Logo Bundesverband für Wohnen und StadtentwicklungNachricht

Land Berlin beschließt weitere Änderungen zum Zweckentfremdungsverbot

Februar 2021

©Daniel Krason/AdobeStock

Der Berliner Senat hat am 16. Februar 2021 den Gesetzentwurf zum Dritten Änderungsgesetz zum Zweckentfremdungsverbot-Gesetz (ZwVbG) beschlossen, um die Sicherstellung der Wohnraumversorgung der Bevölkerung weiter zu stärken und etwaige Rechtslücken zu schließen.

Das am 1. Mai 2014 in Kraft getretene Zweckentfremdungsverbot soll den Wohnraum im gesamten Stadtgebiet vor Zweckentfremdung durch Leerstand, Abriss und der Umwandlung in Gewerberaum oder Ferienwohnungen schützen. Das Verbot wird in allen Berliner Bezirken umgesetzt und angewendet.

Sebastian Scheel, Senator für Stadtentwicklung und Wohnen: "Mit kurzzeitigen und illegalen Vermietungen von Wohnungen als Ferienwohnungen über Online-Plattformen werden weiterhin dem Wohnungsmarkt dringend benötigte Wohnungen entzogen. Die zuständigen Behörden werden mit der dritten Gesetzesänderung in die Lage versetzt, noch gezielter auftretenden Formen der Zweckentfremdung von Wohnraum, insbesondere durch Nutzung als Ferienwohnungen, zu begegnen. Die Regelung stärkt den Vollzug des Berliner Zweckentfremdungsverbot-Gesetzes und verhindert Umgehungsmöglichkeiten."

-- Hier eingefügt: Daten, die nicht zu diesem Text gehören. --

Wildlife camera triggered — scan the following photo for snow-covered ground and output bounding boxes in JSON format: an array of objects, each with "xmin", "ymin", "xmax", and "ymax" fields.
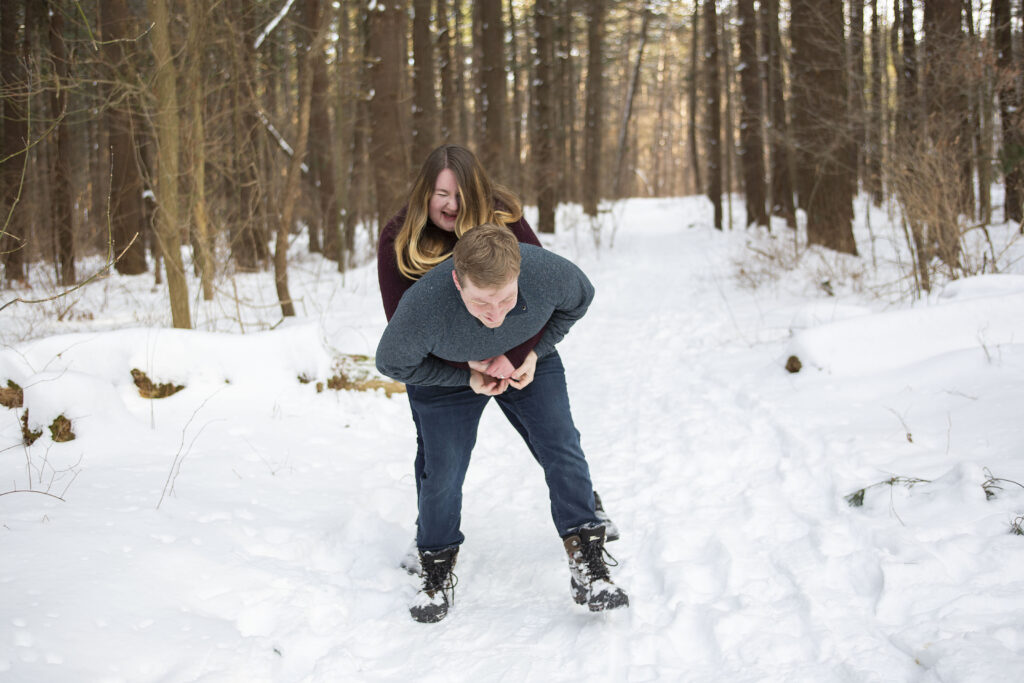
[{"xmin": 0, "ymin": 198, "xmax": 1024, "ymax": 683}]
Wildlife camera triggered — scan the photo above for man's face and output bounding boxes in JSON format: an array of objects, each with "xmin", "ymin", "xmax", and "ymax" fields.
[
  {"xmin": 452, "ymin": 270, "xmax": 519, "ymax": 329},
  {"xmin": 427, "ymin": 168, "xmax": 459, "ymax": 232}
]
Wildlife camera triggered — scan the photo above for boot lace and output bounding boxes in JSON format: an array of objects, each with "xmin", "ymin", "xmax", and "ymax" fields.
[
  {"xmin": 422, "ymin": 560, "xmax": 459, "ymax": 604},
  {"xmin": 582, "ymin": 543, "xmax": 618, "ymax": 581}
]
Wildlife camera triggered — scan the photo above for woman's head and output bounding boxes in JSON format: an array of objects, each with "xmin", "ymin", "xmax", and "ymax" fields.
[
  {"xmin": 409, "ymin": 144, "xmax": 495, "ymax": 237},
  {"xmin": 394, "ymin": 144, "xmax": 522, "ymax": 280}
]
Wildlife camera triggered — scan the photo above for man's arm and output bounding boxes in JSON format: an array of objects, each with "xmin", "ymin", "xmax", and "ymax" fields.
[
  {"xmin": 534, "ymin": 252, "xmax": 594, "ymax": 358},
  {"xmin": 376, "ymin": 291, "xmax": 470, "ymax": 386}
]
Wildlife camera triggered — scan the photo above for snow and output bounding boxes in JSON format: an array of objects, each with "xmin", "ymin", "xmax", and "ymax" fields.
[{"xmin": 0, "ymin": 198, "xmax": 1024, "ymax": 683}]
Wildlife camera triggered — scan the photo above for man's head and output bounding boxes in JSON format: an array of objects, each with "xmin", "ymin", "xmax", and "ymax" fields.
[{"xmin": 452, "ymin": 223, "xmax": 520, "ymax": 328}]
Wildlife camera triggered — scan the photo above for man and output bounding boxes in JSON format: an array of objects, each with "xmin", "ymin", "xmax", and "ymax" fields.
[{"xmin": 377, "ymin": 223, "xmax": 629, "ymax": 623}]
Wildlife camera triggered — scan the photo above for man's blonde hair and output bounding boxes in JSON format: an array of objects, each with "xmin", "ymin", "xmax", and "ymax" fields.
[{"xmin": 452, "ymin": 223, "xmax": 520, "ymax": 289}]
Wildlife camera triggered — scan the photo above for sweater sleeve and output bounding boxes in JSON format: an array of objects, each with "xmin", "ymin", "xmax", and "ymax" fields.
[
  {"xmin": 375, "ymin": 293, "xmax": 470, "ymax": 386},
  {"xmin": 534, "ymin": 252, "xmax": 594, "ymax": 358}
]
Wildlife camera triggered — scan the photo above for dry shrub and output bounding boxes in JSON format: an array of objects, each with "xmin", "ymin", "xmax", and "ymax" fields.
[
  {"xmin": 316, "ymin": 353, "xmax": 406, "ymax": 398},
  {"xmin": 0, "ymin": 380, "xmax": 25, "ymax": 408},
  {"xmin": 131, "ymin": 369, "xmax": 184, "ymax": 398},
  {"xmin": 22, "ymin": 409, "xmax": 43, "ymax": 445},
  {"xmin": 50, "ymin": 415, "xmax": 75, "ymax": 443},
  {"xmin": 889, "ymin": 125, "xmax": 994, "ymax": 295}
]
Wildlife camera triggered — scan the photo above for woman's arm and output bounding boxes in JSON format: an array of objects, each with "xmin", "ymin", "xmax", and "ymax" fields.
[
  {"xmin": 505, "ymin": 216, "xmax": 544, "ymax": 368},
  {"xmin": 377, "ymin": 209, "xmax": 413, "ymax": 321}
]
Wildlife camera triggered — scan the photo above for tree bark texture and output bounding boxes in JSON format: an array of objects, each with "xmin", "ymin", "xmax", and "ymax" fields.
[
  {"xmin": 0, "ymin": 0, "xmax": 31, "ymax": 285},
  {"xmin": 583, "ymin": 0, "xmax": 605, "ymax": 217},
  {"xmin": 185, "ymin": 0, "xmax": 216, "ymax": 301},
  {"xmin": 530, "ymin": 0, "xmax": 558, "ymax": 233},
  {"xmin": 47, "ymin": 0, "xmax": 75, "ymax": 287},
  {"xmin": 148, "ymin": 0, "xmax": 191, "ymax": 330},
  {"xmin": 791, "ymin": 0, "xmax": 857, "ymax": 254},
  {"xmin": 99, "ymin": 0, "xmax": 146, "ymax": 275},
  {"xmin": 686, "ymin": 0, "xmax": 703, "ymax": 195},
  {"xmin": 437, "ymin": 0, "xmax": 462, "ymax": 142},
  {"xmin": 478, "ymin": 0, "xmax": 509, "ymax": 179},
  {"xmin": 761, "ymin": 0, "xmax": 797, "ymax": 228},
  {"xmin": 992, "ymin": 0, "xmax": 1024, "ymax": 222},
  {"xmin": 611, "ymin": 7, "xmax": 651, "ymax": 199},
  {"xmin": 368, "ymin": 0, "xmax": 409, "ymax": 232},
  {"xmin": 703, "ymin": 0, "xmax": 722, "ymax": 230},
  {"xmin": 736, "ymin": 0, "xmax": 768, "ymax": 226},
  {"xmin": 413, "ymin": 0, "xmax": 438, "ymax": 162}
]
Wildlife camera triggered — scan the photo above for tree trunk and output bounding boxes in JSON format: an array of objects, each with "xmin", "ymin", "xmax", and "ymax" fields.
[
  {"xmin": 791, "ymin": 0, "xmax": 857, "ymax": 255},
  {"xmin": 530, "ymin": 0, "xmax": 558, "ymax": 232},
  {"xmin": 477, "ymin": 0, "xmax": 508, "ymax": 178},
  {"xmin": 47, "ymin": 0, "xmax": 75, "ymax": 287},
  {"xmin": 611, "ymin": 6, "xmax": 651, "ymax": 199},
  {"xmin": 583, "ymin": 0, "xmax": 605, "ymax": 217},
  {"xmin": 703, "ymin": 0, "xmax": 722, "ymax": 230},
  {"xmin": 0, "ymin": 0, "xmax": 32, "ymax": 285},
  {"xmin": 100, "ymin": 0, "xmax": 146, "ymax": 275},
  {"xmin": 736, "ymin": 0, "xmax": 768, "ymax": 226},
  {"xmin": 687, "ymin": 0, "xmax": 703, "ymax": 195},
  {"xmin": 413, "ymin": 0, "xmax": 437, "ymax": 163},
  {"xmin": 555, "ymin": 0, "xmax": 582, "ymax": 202},
  {"xmin": 306, "ymin": 0, "xmax": 344, "ymax": 261},
  {"xmin": 761, "ymin": 0, "xmax": 797, "ymax": 228},
  {"xmin": 437, "ymin": 0, "xmax": 462, "ymax": 142},
  {"xmin": 273, "ymin": 11, "xmax": 327, "ymax": 317},
  {"xmin": 964, "ymin": 0, "xmax": 994, "ymax": 223},
  {"xmin": 865, "ymin": 0, "xmax": 888, "ymax": 206},
  {"xmin": 228, "ymin": 0, "xmax": 268, "ymax": 271},
  {"xmin": 368, "ymin": 0, "xmax": 411, "ymax": 231},
  {"xmin": 185, "ymin": 0, "xmax": 216, "ymax": 301},
  {"xmin": 992, "ymin": 0, "xmax": 1024, "ymax": 222},
  {"xmin": 507, "ymin": 0, "xmax": 523, "ymax": 187},
  {"xmin": 924, "ymin": 0, "xmax": 962, "ymax": 269},
  {"xmin": 847, "ymin": 0, "xmax": 867, "ymax": 196},
  {"xmin": 148, "ymin": 0, "xmax": 191, "ymax": 330},
  {"xmin": 452, "ymin": 0, "xmax": 473, "ymax": 144}
]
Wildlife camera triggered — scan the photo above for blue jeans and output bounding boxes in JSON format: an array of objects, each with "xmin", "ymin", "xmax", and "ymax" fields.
[{"xmin": 407, "ymin": 353, "xmax": 598, "ymax": 551}]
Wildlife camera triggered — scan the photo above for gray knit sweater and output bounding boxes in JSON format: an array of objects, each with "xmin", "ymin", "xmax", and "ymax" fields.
[{"xmin": 377, "ymin": 244, "xmax": 594, "ymax": 386}]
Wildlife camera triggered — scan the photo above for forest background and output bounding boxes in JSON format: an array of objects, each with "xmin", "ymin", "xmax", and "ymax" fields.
[{"xmin": 0, "ymin": 0, "xmax": 1024, "ymax": 328}]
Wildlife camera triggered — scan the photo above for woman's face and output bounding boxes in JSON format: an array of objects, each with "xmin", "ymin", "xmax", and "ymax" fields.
[{"xmin": 427, "ymin": 168, "xmax": 459, "ymax": 232}]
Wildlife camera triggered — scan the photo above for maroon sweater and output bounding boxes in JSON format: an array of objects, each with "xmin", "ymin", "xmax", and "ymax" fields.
[{"xmin": 377, "ymin": 209, "xmax": 544, "ymax": 368}]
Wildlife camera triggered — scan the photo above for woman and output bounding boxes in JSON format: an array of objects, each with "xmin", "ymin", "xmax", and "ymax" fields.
[{"xmin": 377, "ymin": 144, "xmax": 618, "ymax": 572}]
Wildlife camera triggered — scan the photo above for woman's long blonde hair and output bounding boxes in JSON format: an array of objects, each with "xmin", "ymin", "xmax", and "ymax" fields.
[{"xmin": 394, "ymin": 144, "xmax": 522, "ymax": 280}]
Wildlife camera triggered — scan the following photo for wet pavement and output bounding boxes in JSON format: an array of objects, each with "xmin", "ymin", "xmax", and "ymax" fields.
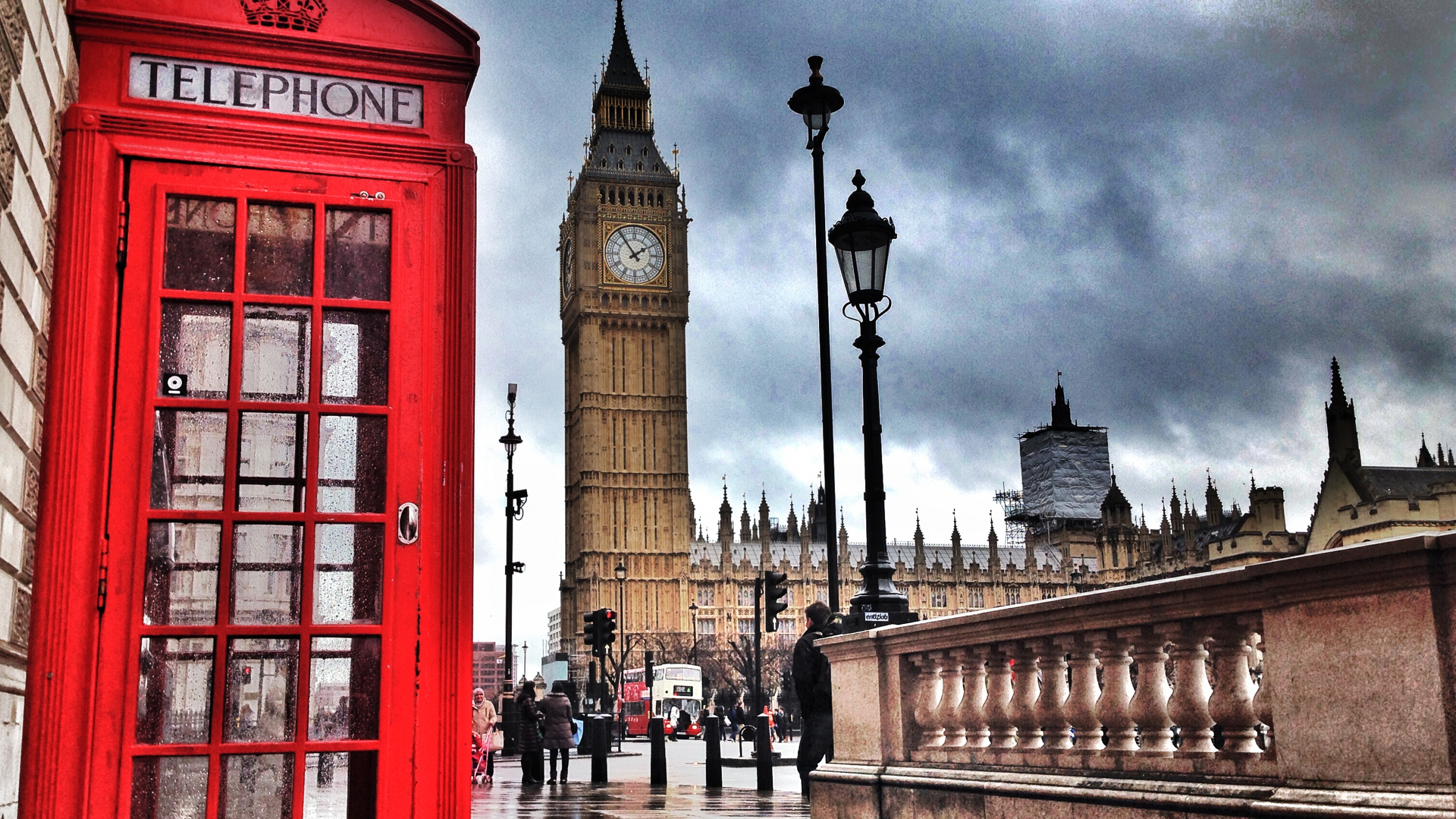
[
  {"xmin": 470, "ymin": 741, "xmax": 809, "ymax": 819},
  {"xmin": 470, "ymin": 778, "xmax": 809, "ymax": 819}
]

Der Novellierungsvorschlag sieht unter anderem eine Registrierungspflicht für alle Anbieter von Ferienunterkünften in Berlin vor. Es wird eine Pflicht eingeführt, die im Registrierungsverfahren vergebene Nummer (Registriernummer) bei jeder Werbung/Angebot öffentlich sichtbar anzugeben. Internetportale und Printmedien, die Anzeigen für Ferienwohnungen veröffentlichen, werden verpflichtet, Angebote nicht ohne eine solche Nummer zu veröffentlichen. Daneben wird eine Auskunftspflicht für Beschäftigte und Beauftragte von auskunftspflichtigen Personen eingeführt, um diesbezüglich Rechtssicherheit zu schaffen.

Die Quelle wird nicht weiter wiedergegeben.